Sastra memiliki tempat penting dalam sejarah peradaban Islam. Sejarah sastra islam dan sastra islami tak lepas dari perkembangan sastra Arab, tampil dalam beragam bentuk prosa, fiksi, drama dan puisi. Peradaban sastra islam pun sampai ke bumi Nusantara, yang hampir karya sastranya bertemakan keagamaan dan nasihat-nasihat. Eksplorasi puisi-puisi di bawah ini tentu saja patut diacungkan jempol dalam menggali khasanah kesustraan islam di Indonesia. Selamat Membaca. (Redaksi).
[iklan]
Tarekat
Agama kami kertas terbakar
berisi puisi-puisi.
Asapnya rawat kerikil,
anak dari zamrud dan yakut.
Seratus tahun dari sekarang,
ia bara. Seperti nyala raba jiwa.
Seperti bunyi hadrah di jantung bayi.
Tiap tabuhannya darah,
di atas lembar suci kitab.
(2019)
Hakikat Hayat
Wallahi. Seperti pelangi ganda patah dua,
keluar kristal dari jarinya. Alhamdulillah.
Setelah hajat di luar martabat, sebentuk
alur tabiat ayat.
Wallahi. Seperti pelangi ganda patah dua,
keluar kristal dari jarinya. Alhamdulillah.
Sayap-sayapnya mekar
berkat bunga-bunga terbakar.
Dunianya hanya kaca.
Dadanya jendela surga.
Ruhnya meruak, bak ekor merak
penuh kristal.
Sejenak sinar terpantul, di kotak benak
kanaknya. Untuk kemudian— meledak:
.
Wallahu a’lam bishawab.
(2019-2020)
Halaik
“Sekembalinya kami, layak disembah.
Kami tak janji, seperti arloji; semurni doa
yang kalian lontar ke arah taji.
Memang sering kalian kaji ini, di muka
tameng anti api. Milik seorang haji.
Kami terbagi. Setengah putih,
setengahnya lagi agak putih.
Tunjukkanlah kusta kalian, perbanyaklah
dusta kalian. Demi lidah kami, yang halus
seluas ketujuh langit. Dan demi bukti, ada bakti.

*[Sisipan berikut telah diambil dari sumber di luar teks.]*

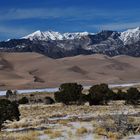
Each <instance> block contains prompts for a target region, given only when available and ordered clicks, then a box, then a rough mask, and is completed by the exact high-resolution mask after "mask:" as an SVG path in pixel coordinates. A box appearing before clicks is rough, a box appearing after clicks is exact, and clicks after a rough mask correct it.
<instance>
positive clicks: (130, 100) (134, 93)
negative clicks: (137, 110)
mask: <svg viewBox="0 0 140 140" xmlns="http://www.w3.org/2000/svg"><path fill="white" fill-rule="evenodd" d="M139 100H140V92H139V91H138V90H137V88H132V87H131V88H129V89H128V90H127V93H126V104H138V103H139Z"/></svg>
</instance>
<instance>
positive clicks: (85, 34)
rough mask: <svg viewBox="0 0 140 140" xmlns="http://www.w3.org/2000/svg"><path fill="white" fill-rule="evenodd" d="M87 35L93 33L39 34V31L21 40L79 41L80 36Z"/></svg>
mask: <svg viewBox="0 0 140 140" xmlns="http://www.w3.org/2000/svg"><path fill="white" fill-rule="evenodd" d="M89 34H91V35H92V34H93V33H88V32H78V33H63V34H61V33H59V32H54V31H46V32H41V31H40V30H38V31H36V32H34V33H32V34H29V35H27V36H25V37H23V39H30V40H31V41H32V40H42V41H48V40H70V39H71V40H73V39H78V38H79V39H80V38H81V37H82V36H87V35H89Z"/></svg>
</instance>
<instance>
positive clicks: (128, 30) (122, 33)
mask: <svg viewBox="0 0 140 140" xmlns="http://www.w3.org/2000/svg"><path fill="white" fill-rule="evenodd" d="M120 39H121V40H122V41H123V42H124V45H129V44H133V43H136V42H138V41H139V40H140V27H137V28H135V29H129V30H127V31H124V32H122V33H121V36H120Z"/></svg>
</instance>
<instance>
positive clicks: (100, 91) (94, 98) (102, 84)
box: [89, 84, 114, 105]
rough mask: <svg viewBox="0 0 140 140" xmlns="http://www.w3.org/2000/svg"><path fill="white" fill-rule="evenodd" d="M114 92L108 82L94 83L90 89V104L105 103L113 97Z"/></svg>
mask: <svg viewBox="0 0 140 140" xmlns="http://www.w3.org/2000/svg"><path fill="white" fill-rule="evenodd" d="M113 96H114V93H113V91H112V90H111V89H109V87H108V85H107V84H100V85H94V86H92V87H91V88H90V89H89V104H90V105H103V104H107V103H108V101H109V100H111V99H113Z"/></svg>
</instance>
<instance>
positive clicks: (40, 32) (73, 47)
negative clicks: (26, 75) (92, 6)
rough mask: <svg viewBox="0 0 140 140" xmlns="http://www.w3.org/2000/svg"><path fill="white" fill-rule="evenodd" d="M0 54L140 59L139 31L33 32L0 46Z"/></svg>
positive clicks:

Sekembalinya kami, layak disembah.
Sungguh, kami ada agar kalian tak ada.
Tapi diamlah, barang sebentar. Sekarang,
janji kami serupa gravitasi, di luar bumi.
Di luar area radar nalar, sebentuk magnet murni.
Maka tolong, diamlah, barang sebentar.
Beberapa detik lagi, galaksi kalian akan jadi.
Agar bergetah betah, gerah di bawah kubah ibadah.”
“Apakah sudah bicaranya? Kami telah lelah telaah.
Mana jubah, mana air bah. Tubuh kami terbuat dari
sisa-sisa bahtera. Di luar kesia-siaan lentera gunung
di puncak hati kami yang berpasak. Menyaksikan
samar meteor, membombardir atmosfer kami.”
“Jalan kami jalan lurus. Terus, tanpa putus, tembus ke arah iblis.”
(2019)
Bala Baka
Sepotong pohon kering duduk di kursi, terbungkuk, hendak terbang, setelah gosong terpanggang. Arangnya coreng segala muka. Muka yang tampak bak bala baka.
Ia kiai. Pengirim doa. Ia tahu siapa yang zalim. Saat seekor keledai datang, tak mampu sebut seseorang di seberang. Juga doa yang telah terkirim, tak kuasa ia renggut.
Di langit, doa rampung diantar. Tapi malaikat dengar lagi doa serupa, diralat, untuk si khianat. Tuhan tertawa, tapi ia mahaterima. Rencananya putih, penuh suara warna.
(2019)
Halaik lahir di Ampenan, Lombok, 29 Februari 1996. Mahasiswa semester akhir di Fakultas Dakwah dan Ilmu Komunikasi UIN Mataram. Jamaah di Majelis Sholawat Wasilatul Musthofa Lombok. Serta bergiat di Komunitas Akarpohon Mataram, NTB.